Thirtysomething: Why did Nancy take Elliot back? What do Gary and Susanna see in each other?
The Flintstones: How does Barney’s shirt stay on if he has no shoulders? Where do Fred and Wilma plug in their TV?

Worst Behavior
The Brady Bunch: The Brady children once made Alice feel under-appreciated.
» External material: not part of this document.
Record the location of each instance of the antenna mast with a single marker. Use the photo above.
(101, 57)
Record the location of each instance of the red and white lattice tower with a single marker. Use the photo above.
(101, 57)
The Bradys: Marcia’s son Mickey watches Bobby’s car-crash tape for fun.
Married…With Children: The Bundy’s kill their neighbor’s dog.
Thirtysomething: Elliot has an affair and talks about it.
The Flintstones: Characters don’t wear under-clothes.

Best Reason To Watch
The Brady Bunch: This is what life should be.
The Bradys: They’re all grown-ups now!
Married…With Children: Terry Rakolta hates it.
Thirtysomething (Tie) This is your life. This isn’t your life.
The Flintstones: This is what life might have been.

Best Reason Not To Watch
The Brady Bunch: Blurred vision from rerun overdoses.
The Bradys: You’re all grown-ups now.
Married…With Children: She has a point.
Thirtysomething: After a while, you think it’s real.